Fallen Idols is a piece about loving an author's prose, from that conjuring up an imagined personality of somebody who could produce such wonderful stuff, then by happenstance meeting the author and discovering to one's dismay that the guy actually is a jerk, though at the end of the piece there is an example given of a wonderful author who is also a really nice guy. What I want to distill from this piece is that the products that a writer produces and the writer's personality are two distinct things, not one and the same.
With Facebook the experience is quite different. The vast majority of my friends are people I knew in some capacity well before we started to interact online. So there is some impression of the personality first. Only later does one confront the writing. In many cases I haven't seen these friends in person for quite a while. So I wonder when reading what they've posted whether they are still as I knew them, if I ever really knew them well to begin with, or if their personality has morphed in the interim with online writing part of the reason why.
During the week when I go to the New York Times, I begin with the Opinion section. (When I was an undergraduate, I started with the Sports section. Now there are other Web sites to indulge that taste. On Sunday I might go to the Magazine or Book Review first.) My attention span is limited and I start with what I expect best to grab me and from which I expect to learn something. When I do read straight news pieces, I'm often unsatisfied with what is given, partly because it seems only half a loaf - they can't write about conjecture and must stick with verifiable facts (the two independent sources rule), and partly because in their need to offer "balance" they actually present a distorted view. Op-Ed pieces are not so constrained. They present the author's point of view, supported by evidence to be sure, but without making any representation that this is objective truth. It's the reader's job to decide where truth lies and how much the author is bending it to satisfy his ulterior purpose or to reject objective reality entirely and then view the piece simply as an impression of what's going on. The reader may then embrace some aspects of the opinion without swallowing it whole.
Long ago I lost the fear of using the subjective in my own writing. Many younger writers (particularly the students I teach) haven't found this comfort zone yet. They tend to write like an eye witness and are very descriptive about what they see, but then refrain from synthesizing ideas from multiple sources into a coherent viewpoint. It will take some time for them to develop their approach, which possibly might include inserting themselves into the writing at various junctures.

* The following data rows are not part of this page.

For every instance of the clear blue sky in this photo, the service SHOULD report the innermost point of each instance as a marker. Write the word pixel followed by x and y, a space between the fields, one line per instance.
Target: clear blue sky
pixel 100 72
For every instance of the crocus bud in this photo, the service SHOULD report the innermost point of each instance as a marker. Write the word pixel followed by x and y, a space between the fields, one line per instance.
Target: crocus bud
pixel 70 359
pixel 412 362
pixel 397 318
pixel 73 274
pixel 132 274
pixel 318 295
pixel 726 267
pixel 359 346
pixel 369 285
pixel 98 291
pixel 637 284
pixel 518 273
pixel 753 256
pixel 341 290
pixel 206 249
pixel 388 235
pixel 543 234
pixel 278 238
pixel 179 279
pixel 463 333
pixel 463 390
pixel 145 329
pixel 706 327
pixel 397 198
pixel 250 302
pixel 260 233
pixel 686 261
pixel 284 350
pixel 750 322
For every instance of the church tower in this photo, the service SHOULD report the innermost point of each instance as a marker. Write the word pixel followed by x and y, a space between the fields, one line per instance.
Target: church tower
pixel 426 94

Something else seems to have happened with many of my Facebook friends, most of whom are middle aged, like me. Their posts are very brief, mainly one sentence or sometimes two, and while they are clearly offering their opinion, it is presented as definitive. How could somebody else disagree?

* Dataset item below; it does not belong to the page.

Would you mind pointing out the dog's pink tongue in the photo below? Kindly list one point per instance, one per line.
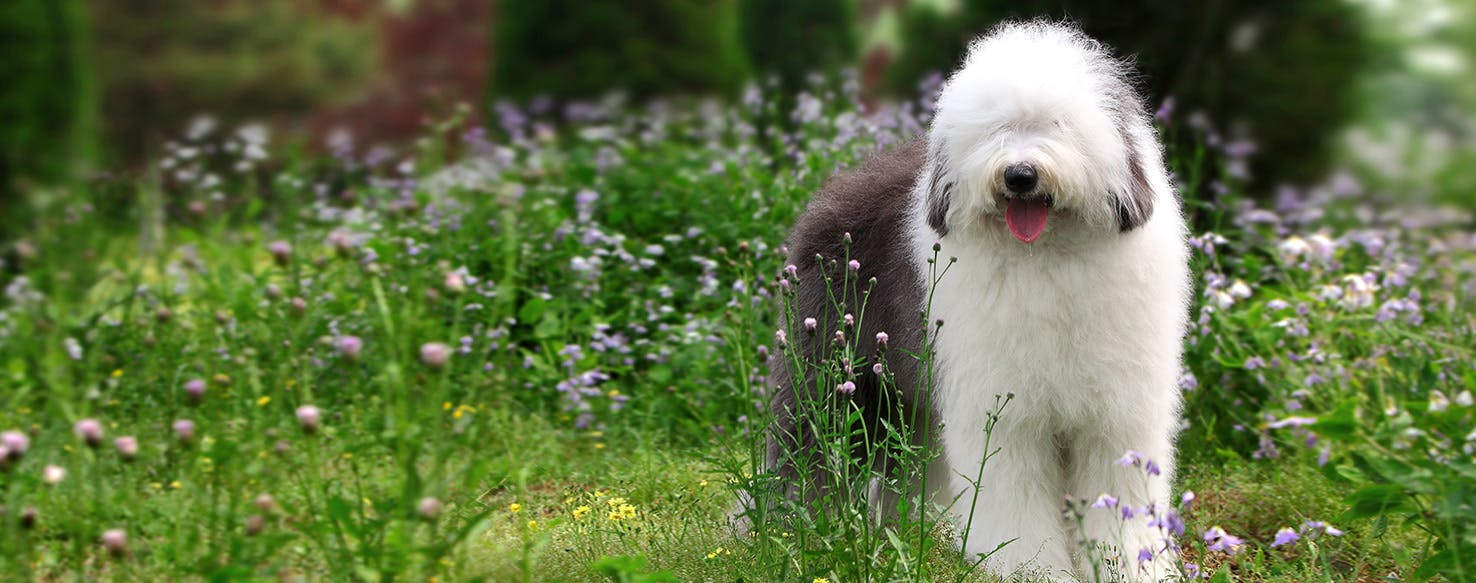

One possibility is that they don't mean to do this at all. They are simply embracing a style that Twitter accommodates, treating brevity as the primary imperative and any need to qualify the opinion as secondary (and therefore absent in their post). This is the most benign interpretation and the one I hope is going on, but I don't really know.

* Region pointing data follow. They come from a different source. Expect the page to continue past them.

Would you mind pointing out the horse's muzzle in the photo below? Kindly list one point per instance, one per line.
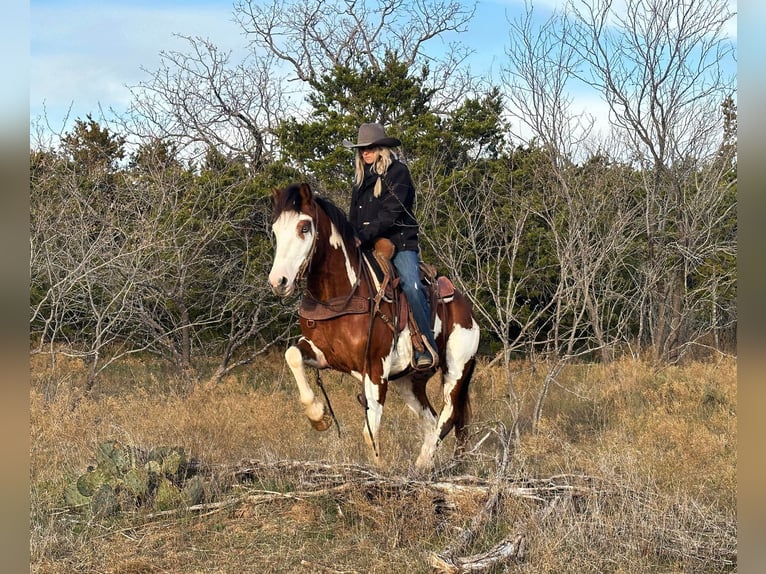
(281, 287)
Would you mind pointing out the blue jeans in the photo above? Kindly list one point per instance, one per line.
(407, 264)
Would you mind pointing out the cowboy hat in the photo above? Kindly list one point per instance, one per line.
(372, 134)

Another possibility is that we've lost our ability to argue, so these posts are not in some way meant as a place to start a discussion. They are instead a way to stake out a position. The "likes" and comments then are there to demonstrate how many other friends are adherents to the same position.
A third alternative is that there is only habit in the posting and not a conscious thought process about whether either of the prior alternatives pertains. It is so easy to dash off the first thing that pops into your mind. If you are processing a lot of different pieces of information each day, that's a lot of first thoughts, so impulse becomes the product and slower reflection doesn't materialize.
Imagine this counter factual, that Facebook posts had a 500 word minimum requirement. I might be the only one on the planet who'd be pleased by this hypothetical. I'm not advocating it as a marketing ploy for Facebook. I'm putting it forward to ask, for those who would not be so put off that they continued to post, albeit less frequently, how would it impact the tone of the writing? Would it still be as definitive or would it then move in a way to give the reader more space to judge?
If the answer is that the writing tone would change, then my follow up question is: are my Facebook friends aware of this now? Could they keep writing the short posts and yet give the reader more room at the same time? And if the answer is that the tone would not change, then I'd like to remind folks of the phrase, "reasonable people may disagree." As a reader, I like to be presented with that option.